襖の向こうへと消えた桂と銀時を追うことはおろか、動くことすら出来ずにただ閉じられた先を見つめる近藤らは、疎外感に似た感情を覚えていた。
 泣き叫ぶ銀時の声と、暴れているのか派手な物音だけが聞こえる。

「っ、」

 自分たちの知らない銀時に、戸惑うでも臆するでもなく受け止めなだめる桂。自分たちの知らない二人の関係に、言いようのない感情が生まれる。
しかし、今は銀時の様子が気掛かりでならない。幼子のように取り乱す銀時の声に、近藤は耳を塞ぎたくなるのを必死に抑えた。

「近藤さん、」

 どうすることも出来ずに時が経つのを待っていた近藤を土方が静かに呼んだ。
 桂と銀時が奥の部屋へと入ってからどれほど経ったのか、否、それ程の時間は経っていないであろう。
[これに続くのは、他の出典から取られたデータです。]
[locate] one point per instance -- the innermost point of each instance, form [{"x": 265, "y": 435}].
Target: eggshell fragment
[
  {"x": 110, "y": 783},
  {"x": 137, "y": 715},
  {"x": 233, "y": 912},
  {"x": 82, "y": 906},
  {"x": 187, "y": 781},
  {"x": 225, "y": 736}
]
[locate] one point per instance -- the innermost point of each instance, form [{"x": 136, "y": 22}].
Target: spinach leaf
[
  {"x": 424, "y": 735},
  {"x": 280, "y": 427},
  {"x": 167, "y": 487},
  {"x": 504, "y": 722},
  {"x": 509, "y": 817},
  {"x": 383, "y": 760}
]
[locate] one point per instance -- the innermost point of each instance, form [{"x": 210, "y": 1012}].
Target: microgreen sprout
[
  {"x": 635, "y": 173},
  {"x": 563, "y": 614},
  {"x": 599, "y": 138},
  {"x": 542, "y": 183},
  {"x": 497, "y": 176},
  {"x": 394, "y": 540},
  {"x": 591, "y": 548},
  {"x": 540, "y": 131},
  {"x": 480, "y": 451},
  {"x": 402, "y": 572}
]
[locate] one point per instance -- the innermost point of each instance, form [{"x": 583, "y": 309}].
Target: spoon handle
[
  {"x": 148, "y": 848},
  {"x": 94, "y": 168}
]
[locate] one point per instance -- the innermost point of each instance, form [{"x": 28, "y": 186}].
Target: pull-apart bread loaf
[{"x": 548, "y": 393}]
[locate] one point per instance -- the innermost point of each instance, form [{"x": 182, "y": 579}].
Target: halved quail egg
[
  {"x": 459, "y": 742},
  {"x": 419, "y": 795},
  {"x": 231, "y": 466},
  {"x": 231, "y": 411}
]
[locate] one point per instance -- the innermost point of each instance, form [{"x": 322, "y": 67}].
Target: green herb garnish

まだ銀時の泣き叫ぶ声が近藤の鼓膜を震わせていた。
 土方の声音は戸惑いが色濃く感じられ、彼もまたこの状況をどうすることも出来ずにいることがわかった。

「あ、」

 不意に沖田の声が上がる。それと同時に閉じられていた戸が開いた。
 しかしそれは近藤らの目の前にある奥へ続く襖ではなく、ここへ入ってきた障子戸だった。

「おめぇは‥」

 気配もなく戸を開けたのは白い化け物、もとい、エリザベス。表情など全くないそれは、淡々とした動作で手に持ったプラカードを掲げた。

『今日は帰りな、小僧共』

 殴り書かれたそれに、土方も沖田も眼光鋭く睨みつけた。今にも抜刀しそうな勢いの二人に、近藤は苦笑を洩らしながらも腰を上げる。

「近藤さん!」
「俺達が居ても、どうしようもねぇさ」

 エリザベスの立つ戸口まで歩を進める近藤の背を見ながら、土方は一度、気持ちを落ち着かせるように息を吐く。すると、途端に紫煙が恋しくなった。
 近藤の言葉はもっともで、ここに居たとしても銀時の悲痛な声を聴いていることしか出来ない。土方と沖田は、来た時と同じように近藤に倣って腰を上げた。

「しばらくは、ここに居るのか?」

 しょっ引きゃしねぇよ、と続けた近藤に、エリザベスは全身を使って頷いた。
 あの銀時の様子からして、不用意には動けないだろう。近藤は今一度、奥への閉じられた襖を振り返る。
 未だ変わらず聞こえる銀時の声と物音に眉をひそめる。そして、再びエリザベスへと向き直ると、真剣な面持ちで口を開いた。

「ガキ達には上手く言っておく。‥万事屋を、頼む」

 いつの間にか出来た腐れ縁という関係だが、彼らにとって銀時の存在は大きなものになっていた。
 今の自分たちでは、彼に対して何をすることも出来ない。歯痒さと悔しさを感じながらも、近藤は頭を下げた。